Just two parties are likely to cross the 10 percent threshold at the next Turkish election, according to the latest Haberturk/Konsensüs opinion poll. The results, which paint a dangerous picture for voter representation in Turkey, suggest the right-wing Nationalist Action Party (MHP) has the support of only 8.5 percent of voters, which would be the party’s worst showing at a general election for nine years.
Just under a quarter of respondents were undecided, said would spoil their ballot or declined to answer the question. Here was what Konsensüs found, with the undecided vote shared among the parties and changes from the previous month’s survey in brackets:
AK Party: 49.6 (+3.6) [Justice and Development Party, governing, religious conservative]
CHP: 26.8 (+0.3) [Republican People’s Party, secularist]
MHP: 11.1 (-1.4) [Nationalist Action Party, nationalist]
BDP: 6.9 (+0.2) [Peace and Democracy Party, pro-Kurdish]
SP: 0.8 (-2.4) [Felicity Party, strongly Islamist]
Others: 5.6 (+0.5)
AK Party sources were delighted: this poll appears to confirm that their oft-repeated target of a 50% is quite attainable. Press coverage has also focused much on the fate of the MHP, which falls foul of the electoral threshold before the undecideds are shared out. It confirms fears that the dwindling support of the nationalists means that they have a real battle on their hands to ensure they actually make it into the chamber.

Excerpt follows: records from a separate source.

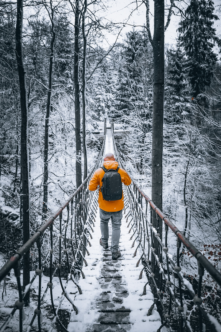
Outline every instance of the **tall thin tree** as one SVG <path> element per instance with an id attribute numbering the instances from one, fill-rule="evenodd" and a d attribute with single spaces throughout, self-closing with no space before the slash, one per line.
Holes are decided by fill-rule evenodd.
<path id="1" fill-rule="evenodd" d="M 22 196 L 22 222 L 23 244 L 29 238 L 29 185 L 28 149 L 28 112 L 26 80 L 26 69 L 24 62 L 22 45 L 23 0 L 17 0 L 15 33 L 16 52 L 19 79 L 21 121 L 21 166 Z M 23 256 L 23 287 L 24 290 L 30 283 L 29 251 Z M 28 291 L 24 299 L 25 305 L 29 302 Z"/>
<path id="2" fill-rule="evenodd" d="M 43 207 L 42 218 L 45 217 L 47 211 L 48 203 L 48 124 L 51 106 L 51 88 L 52 83 L 53 61 L 54 58 L 54 45 L 55 39 L 54 22 L 54 10 L 52 6 L 52 1 L 50 1 L 51 13 L 50 13 L 46 7 L 51 23 L 51 33 L 52 38 L 50 45 L 50 63 L 49 66 L 49 78 L 48 89 L 46 107 L 46 116 L 44 129 L 44 179 L 43 182 Z"/>
<path id="3" fill-rule="evenodd" d="M 77 188 L 82 183 L 81 142 L 81 108 L 79 82 L 79 54 L 80 15 L 79 0 L 76 0 L 75 20 L 75 54 L 74 78 L 75 85 L 75 139 L 76 142 L 76 184 Z"/>
<path id="4" fill-rule="evenodd" d="M 83 10 L 82 12 L 82 34 L 83 39 L 83 61 L 82 63 L 82 146 L 83 153 L 84 173 L 83 179 L 87 175 L 87 147 L 86 145 L 86 59 L 87 49 L 87 37 L 85 34 L 85 14 L 87 8 L 87 1 L 85 0 Z"/>

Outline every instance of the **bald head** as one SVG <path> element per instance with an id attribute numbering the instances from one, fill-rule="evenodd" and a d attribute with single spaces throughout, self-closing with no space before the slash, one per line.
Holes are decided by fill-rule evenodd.
<path id="1" fill-rule="evenodd" d="M 106 161 L 107 160 L 115 160 L 115 158 L 114 156 L 111 152 L 109 152 L 106 153 L 104 156 L 104 161 Z"/>

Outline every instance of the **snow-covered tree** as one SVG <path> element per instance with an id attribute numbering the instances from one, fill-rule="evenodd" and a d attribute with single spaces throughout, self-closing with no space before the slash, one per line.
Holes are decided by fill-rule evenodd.
<path id="1" fill-rule="evenodd" d="M 213 48 L 220 41 L 213 27 L 214 21 L 218 19 L 214 11 L 212 0 L 191 0 L 179 29 L 194 97 L 210 84 L 213 66 L 217 61 Z"/>

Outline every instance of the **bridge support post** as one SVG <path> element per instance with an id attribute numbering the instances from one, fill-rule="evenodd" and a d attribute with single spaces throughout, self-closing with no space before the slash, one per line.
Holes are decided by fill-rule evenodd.
<path id="1" fill-rule="evenodd" d="M 104 135 L 105 134 L 105 128 L 106 127 L 107 123 L 107 118 L 105 118 L 104 119 Z"/>

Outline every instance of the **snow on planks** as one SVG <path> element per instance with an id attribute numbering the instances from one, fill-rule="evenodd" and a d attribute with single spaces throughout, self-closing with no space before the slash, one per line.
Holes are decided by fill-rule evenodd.
<path id="1" fill-rule="evenodd" d="M 143 274 L 138 280 L 140 268 L 136 267 L 138 255 L 133 257 L 133 239 L 129 241 L 131 234 L 125 218 L 122 220 L 120 239 L 122 256 L 114 261 L 110 250 L 111 221 L 109 248 L 104 250 L 99 243 L 98 212 L 91 247 L 88 248 L 90 255 L 85 257 L 88 266 L 83 269 L 85 279 L 79 281 L 83 294 L 78 294 L 74 299 L 79 313 L 72 313 L 68 330 L 70 332 L 156 332 L 161 325 L 160 316 L 156 307 L 150 316 L 147 316 L 153 296 L 148 286 L 146 294 L 142 295 L 147 279 Z M 162 330 L 167 330 L 164 328 Z"/>

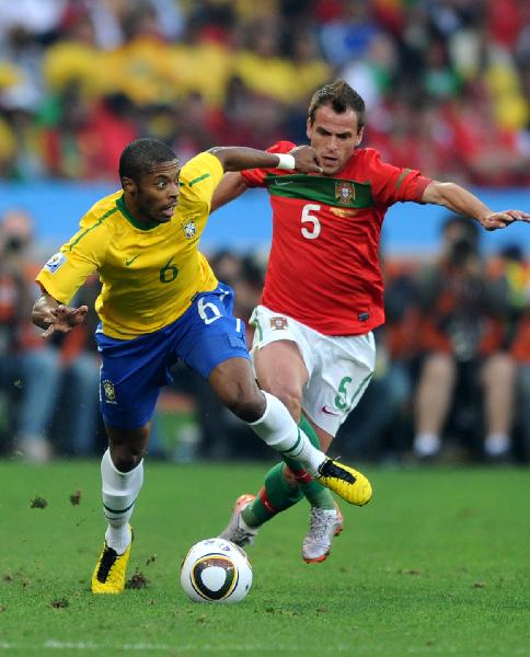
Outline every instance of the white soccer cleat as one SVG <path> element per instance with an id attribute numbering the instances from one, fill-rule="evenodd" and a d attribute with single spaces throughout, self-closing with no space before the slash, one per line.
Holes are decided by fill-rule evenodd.
<path id="1" fill-rule="evenodd" d="M 302 543 L 302 558 L 307 564 L 319 564 L 327 558 L 333 537 L 343 531 L 343 521 L 336 505 L 334 509 L 312 507 L 309 532 Z"/>
<path id="2" fill-rule="evenodd" d="M 220 539 L 231 541 L 240 548 L 243 548 L 244 545 L 251 545 L 254 542 L 254 537 L 256 535 L 258 528 L 249 527 L 241 517 L 241 512 L 243 511 L 243 509 L 247 507 L 254 498 L 255 495 L 251 495 L 249 493 L 240 495 L 238 497 L 233 507 L 233 512 L 232 517 L 230 518 L 230 522 L 227 525 L 226 529 L 219 534 Z"/>

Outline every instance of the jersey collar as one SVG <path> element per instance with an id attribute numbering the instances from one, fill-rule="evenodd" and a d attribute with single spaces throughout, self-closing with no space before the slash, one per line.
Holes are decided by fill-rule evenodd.
<path id="1" fill-rule="evenodd" d="M 157 226 L 160 226 L 157 221 L 138 221 L 138 219 L 135 219 L 125 207 L 124 194 L 122 194 L 122 196 L 116 200 L 116 205 L 122 215 L 127 219 L 129 223 L 132 223 L 135 228 L 138 228 L 140 230 L 152 230 L 153 228 L 157 228 Z"/>

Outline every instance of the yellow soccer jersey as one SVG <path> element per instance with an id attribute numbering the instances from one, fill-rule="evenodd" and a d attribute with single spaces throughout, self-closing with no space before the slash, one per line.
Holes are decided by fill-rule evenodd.
<path id="1" fill-rule="evenodd" d="M 197 292 L 217 286 L 198 241 L 222 174 L 211 153 L 189 160 L 182 168 L 178 205 L 168 223 L 136 221 L 125 208 L 122 191 L 102 198 L 44 265 L 37 283 L 68 303 L 97 272 L 103 287 L 95 310 L 105 335 L 129 339 L 166 326 L 187 310 Z"/>

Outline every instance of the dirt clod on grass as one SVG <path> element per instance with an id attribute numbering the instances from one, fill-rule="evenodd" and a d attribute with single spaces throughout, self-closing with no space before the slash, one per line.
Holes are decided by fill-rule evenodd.
<path id="1" fill-rule="evenodd" d="M 76 493 L 72 493 L 70 495 L 70 504 L 72 506 L 78 506 L 80 502 L 81 502 L 81 491 L 76 491 Z"/>
<path id="2" fill-rule="evenodd" d="M 140 570 L 136 570 L 132 577 L 125 584 L 125 588 L 147 588 L 148 586 L 149 579 Z"/>
<path id="3" fill-rule="evenodd" d="M 44 497 L 38 497 L 38 495 L 34 497 L 30 504 L 30 507 L 32 509 L 45 509 L 47 506 L 48 503 L 46 502 L 46 499 L 44 499 Z"/>

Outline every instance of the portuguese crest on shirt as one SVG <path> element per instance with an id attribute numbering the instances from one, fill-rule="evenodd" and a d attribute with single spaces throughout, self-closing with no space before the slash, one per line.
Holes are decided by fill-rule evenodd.
<path id="1" fill-rule="evenodd" d="M 103 381 L 103 392 L 105 393 L 105 401 L 107 404 L 116 404 L 116 391 L 114 390 L 114 383 L 108 379 Z"/>
<path id="2" fill-rule="evenodd" d="M 272 331 L 284 331 L 287 328 L 287 318 L 275 316 L 270 318 L 270 328 Z"/>
<path id="3" fill-rule="evenodd" d="M 355 198 L 355 185 L 349 181 L 337 181 L 335 183 L 335 198 L 339 204 L 346 205 Z"/>

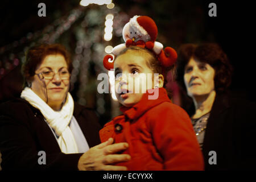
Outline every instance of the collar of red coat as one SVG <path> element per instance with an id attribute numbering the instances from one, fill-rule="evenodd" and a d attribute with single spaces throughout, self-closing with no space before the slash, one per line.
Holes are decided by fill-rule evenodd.
<path id="1" fill-rule="evenodd" d="M 153 92 L 152 94 L 150 94 L 148 90 L 147 90 L 147 92 L 142 96 L 141 101 L 133 106 L 131 107 L 126 107 L 123 106 L 121 106 L 120 110 L 123 113 L 123 115 L 114 118 L 114 122 L 118 122 L 118 121 L 121 119 L 120 117 L 123 117 L 123 116 L 127 117 L 130 119 L 135 119 L 151 108 L 163 102 L 171 102 L 169 97 L 168 97 L 167 92 L 164 88 L 156 88 L 149 90 L 151 91 L 150 92 L 150 93 L 152 93 L 152 90 L 154 92 L 157 92 L 156 89 L 158 89 L 159 90 L 158 98 L 157 99 L 149 100 L 148 96 L 153 95 L 155 93 Z"/>

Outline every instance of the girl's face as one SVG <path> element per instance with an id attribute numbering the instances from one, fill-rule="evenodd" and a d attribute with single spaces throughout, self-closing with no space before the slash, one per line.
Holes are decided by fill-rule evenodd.
<path id="1" fill-rule="evenodd" d="M 35 73 L 31 82 L 31 89 L 46 102 L 46 86 L 47 104 L 53 109 L 60 107 L 66 98 L 69 85 L 69 73 L 64 57 L 60 54 L 47 56 L 38 67 Z"/>
<path id="2" fill-rule="evenodd" d="M 126 107 L 138 103 L 146 90 L 155 87 L 154 74 L 147 65 L 146 57 L 146 53 L 128 51 L 114 61 L 115 96 Z"/>
<path id="3" fill-rule="evenodd" d="M 214 90 L 214 69 L 192 57 L 185 67 L 184 80 L 190 97 L 209 94 Z"/>

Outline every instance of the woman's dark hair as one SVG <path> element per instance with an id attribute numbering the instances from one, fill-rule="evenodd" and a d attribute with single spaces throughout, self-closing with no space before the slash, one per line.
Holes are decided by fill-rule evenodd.
<path id="1" fill-rule="evenodd" d="M 209 64 L 215 71 L 214 88 L 217 93 L 225 91 L 232 81 L 233 67 L 221 47 L 216 43 L 183 44 L 178 50 L 176 80 L 185 90 L 184 69 L 191 57 Z"/>
<path id="2" fill-rule="evenodd" d="M 72 64 L 69 52 L 65 47 L 59 44 L 40 44 L 31 47 L 26 53 L 25 61 L 22 67 L 22 74 L 23 76 L 23 87 L 27 86 L 28 81 L 35 75 L 36 67 L 41 64 L 44 59 L 49 55 L 60 54 L 63 55 L 69 72 L 72 69 Z"/>
<path id="3" fill-rule="evenodd" d="M 170 67 L 164 67 L 162 66 L 156 55 L 154 52 L 138 46 L 131 46 L 127 47 L 121 51 L 118 56 L 124 54 L 127 51 L 135 51 L 139 55 L 146 54 L 148 56 L 148 61 L 146 61 L 147 65 L 152 71 L 153 73 L 163 75 L 164 76 L 164 86 L 167 90 L 169 97 L 171 98 L 172 97 L 172 90 L 168 89 L 165 86 L 167 82 L 166 77 L 168 72 L 171 72 L 173 77 L 175 76 L 176 65 L 174 65 Z"/>

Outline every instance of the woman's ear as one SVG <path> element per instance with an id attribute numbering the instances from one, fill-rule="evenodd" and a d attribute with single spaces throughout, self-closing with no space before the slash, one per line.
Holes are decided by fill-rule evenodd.
<path id="1" fill-rule="evenodd" d="M 155 88 L 162 88 L 164 84 L 164 77 L 162 74 L 158 74 L 156 75 L 155 76 Z"/>

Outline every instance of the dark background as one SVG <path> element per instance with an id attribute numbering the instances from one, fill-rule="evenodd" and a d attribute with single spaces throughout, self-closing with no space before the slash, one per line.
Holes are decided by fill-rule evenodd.
<path id="1" fill-rule="evenodd" d="M 40 2 L 46 5 L 46 17 L 38 16 L 39 9 L 38 5 Z M 16 66 L 6 65 L 5 62 L 8 61 L 11 64 L 14 63 L 12 60 L 13 57 L 10 58 L 11 53 L 14 54 L 15 57 L 19 59 L 22 55 L 19 52 L 24 52 L 24 47 L 28 46 L 31 42 L 28 41 L 24 44 L 16 42 L 18 45 L 14 47 L 15 41 L 26 37 L 29 32 L 34 34 L 40 31 L 60 17 L 67 17 L 71 11 L 75 9 L 81 8 L 85 16 L 90 10 L 96 10 L 98 13 L 98 17 L 102 17 L 103 19 L 106 13 L 112 11 L 100 7 L 106 5 L 90 5 L 86 7 L 81 7 L 79 2 L 80 1 L 76 0 L 5 0 L 0 2 L 0 50 L 2 47 L 5 47 L 6 50 L 7 45 L 11 47 L 9 51 L 0 53 L 0 68 L 3 69 L 2 71 L 5 70 L 5 73 L 0 77 L 0 102 L 19 96 L 22 89 L 22 79 L 19 71 L 21 61 Z M 115 26 L 115 27 L 122 26 L 129 20 L 129 18 L 134 15 L 148 15 L 152 18 L 158 25 L 159 34 L 157 40 L 162 42 L 165 47 L 171 46 L 177 49 L 181 44 L 187 43 L 218 43 L 228 55 L 234 68 L 233 82 L 230 86 L 234 96 L 256 101 L 254 92 L 256 78 L 256 64 L 254 54 L 255 52 L 254 44 L 255 28 L 253 26 L 255 22 L 255 15 L 251 2 L 129 0 L 113 1 L 113 2 L 115 5 L 114 9 L 118 10 L 115 13 L 117 15 L 126 16 L 123 19 L 123 24 Z M 209 17 L 208 15 L 210 9 L 208 5 L 211 2 L 217 5 L 217 17 Z M 64 44 L 74 56 L 76 44 L 79 40 L 76 36 L 76 30 L 79 26 L 81 27 L 82 20 L 82 18 L 79 18 L 55 41 Z M 102 38 L 104 20 L 103 19 L 102 22 L 98 22 L 96 25 L 88 24 L 88 26 L 90 26 L 90 32 L 92 34 L 94 32 L 93 30 L 102 31 L 102 36 L 100 36 L 98 43 L 104 46 L 108 44 L 115 46 L 123 43 L 121 37 L 114 35 L 112 41 L 108 43 L 104 41 Z M 86 32 L 88 32 L 88 27 L 84 27 L 86 30 Z M 36 42 L 36 40 L 34 41 Z M 92 47 L 92 51 L 93 52 L 93 48 Z M 102 52 L 102 57 L 105 54 Z M 95 82 L 97 83 L 97 75 L 105 71 L 97 65 L 96 62 L 90 60 L 87 61 L 89 63 L 88 72 L 86 73 L 87 87 L 85 89 L 84 86 L 81 86 L 82 83 L 81 81 L 76 81 L 71 93 L 75 101 L 82 101 L 81 97 L 84 97 L 83 98 L 86 102 L 80 102 L 80 104 L 97 109 L 98 107 L 98 104 L 98 104 L 98 97 L 101 96 L 96 96 L 97 84 Z M 80 72 L 79 75 L 81 74 L 82 72 Z M 77 94 L 81 90 L 84 92 L 84 95 Z M 113 115 L 110 114 L 111 103 L 113 102 L 109 94 L 104 94 L 101 99 L 102 98 L 105 101 L 103 102 L 105 111 L 102 111 L 100 115 L 102 116 L 102 119 L 106 121 Z"/>

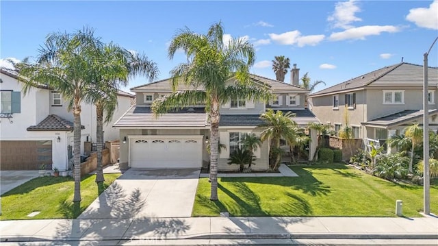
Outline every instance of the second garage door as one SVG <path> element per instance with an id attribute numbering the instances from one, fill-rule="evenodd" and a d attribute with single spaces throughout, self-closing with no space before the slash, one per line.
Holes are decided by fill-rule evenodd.
<path id="1" fill-rule="evenodd" d="M 133 168 L 201 168 L 203 136 L 129 136 Z"/>

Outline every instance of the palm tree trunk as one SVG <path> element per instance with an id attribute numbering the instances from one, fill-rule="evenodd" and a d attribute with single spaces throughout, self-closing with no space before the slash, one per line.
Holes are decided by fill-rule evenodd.
<path id="1" fill-rule="evenodd" d="M 218 153 L 219 152 L 219 105 L 217 102 L 211 103 L 210 112 L 210 181 L 211 191 L 210 200 L 218 200 Z"/>
<path id="2" fill-rule="evenodd" d="M 103 107 L 101 103 L 96 103 L 96 151 L 97 151 L 97 170 L 96 182 L 105 181 L 102 165 L 102 149 L 103 143 Z"/>
<path id="3" fill-rule="evenodd" d="M 75 173 L 75 195 L 73 201 L 81 201 L 81 106 L 75 103 L 73 109 L 73 161 Z"/>

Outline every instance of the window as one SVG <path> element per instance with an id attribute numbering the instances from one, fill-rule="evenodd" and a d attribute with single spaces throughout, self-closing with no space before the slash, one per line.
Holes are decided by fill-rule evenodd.
<path id="1" fill-rule="evenodd" d="M 335 133 L 336 136 L 339 136 L 339 131 L 341 130 L 341 127 L 342 127 L 342 124 L 335 124 Z"/>
<path id="2" fill-rule="evenodd" d="M 244 99 L 242 99 L 239 97 L 231 98 L 231 101 L 230 102 L 230 108 L 245 108 L 245 105 L 246 105 L 246 101 Z"/>
<path id="3" fill-rule="evenodd" d="M 358 127 L 358 126 L 352 126 L 351 127 L 351 130 L 352 131 L 352 134 L 353 134 L 353 138 L 360 138 L 360 135 L 361 135 L 361 127 Z"/>
<path id="4" fill-rule="evenodd" d="M 404 103 L 404 90 L 383 90 L 383 103 Z"/>
<path id="5" fill-rule="evenodd" d="M 333 96 L 333 109 L 338 109 L 339 108 L 339 95 L 335 95 Z"/>
<path id="6" fill-rule="evenodd" d="M 246 132 L 230 132 L 230 153 L 241 147 L 241 140 L 245 137 Z"/>
<path id="7" fill-rule="evenodd" d="M 2 91 L 0 95 L 1 97 L 1 113 L 10 114 L 12 112 L 12 92 Z"/>
<path id="8" fill-rule="evenodd" d="M 356 93 L 345 95 L 345 106 L 349 109 L 356 108 Z"/>
<path id="9" fill-rule="evenodd" d="M 62 101 L 61 100 L 61 93 L 52 93 L 52 106 L 62 106 Z"/>
<path id="10" fill-rule="evenodd" d="M 152 95 L 144 94 L 144 102 L 151 103 L 153 101 L 153 96 Z"/>
<path id="11" fill-rule="evenodd" d="M 435 104 L 435 91 L 429 90 L 427 93 L 427 101 L 429 102 L 429 104 Z"/>

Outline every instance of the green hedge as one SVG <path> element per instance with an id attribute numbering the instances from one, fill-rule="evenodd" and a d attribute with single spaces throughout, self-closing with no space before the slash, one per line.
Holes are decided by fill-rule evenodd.
<path id="1" fill-rule="evenodd" d="M 333 161 L 335 162 L 342 161 L 342 151 L 341 149 L 333 149 Z"/>
<path id="2" fill-rule="evenodd" d="M 321 148 L 318 154 L 318 158 L 320 162 L 333 163 L 333 151 L 328 148 Z"/>

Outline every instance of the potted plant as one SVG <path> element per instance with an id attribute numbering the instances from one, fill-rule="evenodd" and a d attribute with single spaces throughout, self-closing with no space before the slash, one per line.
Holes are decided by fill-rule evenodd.
<path id="1" fill-rule="evenodd" d="M 38 167 L 38 169 L 40 169 L 38 171 L 38 173 L 40 173 L 40 176 L 44 176 L 44 175 L 46 173 L 46 168 L 47 167 L 47 165 L 46 165 L 45 164 L 42 163 L 40 165 L 40 167 Z"/>
<path id="2" fill-rule="evenodd" d="M 59 175 L 60 175 L 60 170 L 57 169 L 57 167 L 53 168 L 53 176 L 57 177 Z"/>

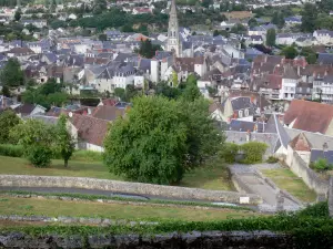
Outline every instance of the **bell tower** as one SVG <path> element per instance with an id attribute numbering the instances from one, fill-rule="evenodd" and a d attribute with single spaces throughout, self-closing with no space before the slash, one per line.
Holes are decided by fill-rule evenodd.
<path id="1" fill-rule="evenodd" d="M 171 0 L 167 50 L 174 52 L 174 55 L 176 58 L 180 58 L 181 56 L 181 48 L 180 48 L 179 27 L 178 27 L 176 9 L 175 9 L 174 1 L 175 0 Z"/>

But press coverage of the results seems to have overlooked the support of the main opposition Republican People’s Party (CHP). Take a look at my estimated calculations of what parliament would look like (based, as ever, on my calculations**, and with changes from the 2007 election result):
AK Party: 301 (-40)
CHP: 162 (+50)
MHP: 67 (-4)
BDP: 20 seats (no change)
Total: 550 seats
These results would give AK a majority to govern alone – just. But they would also give the CHP their best results since 2002, but this time in a parliament of three parties, not two. This parliament would have a much stronger opposition, despite the rise in AK’s share of the vote. It would be an excellent result for Kemal Kılıçdaroğlu, CHP leader.
A few other observations from this opinion poll:
- Voters appear to be flocking towards the larger parties. Fewer people said they will vote for the far-right BBP or the fundamentalist SP. This trend suggests Turkish voters are increasingly aware fringe parties are unlikely to be represented in parliament.
- Konsensüs posed a number of “problems” in Turkish current affairs and asked which party was best-placed to solve them. The AK Party, unsurprisingly, led in them all, but it was interesting that just a few percentage points separated them from the CHP when asked which party was best placed to solve “inequalities in income distribution”. A sign that the CHP’s return to social democratic roots might be taking hold?
- Most importantly, this poll was conducted well over a month before the election campaign kicks off. There’s plenty that can change between now and 12 June.
* Konsensüs interviewed 1500 people by telephone across Turkey between 2 and 10 February 2011.
** This is a crude and entirely unscientific swing, assuming the 10 percent electoral threshold is not lowered and the pro-Kurdish BDP’s 20 MPs decide to run again as independents.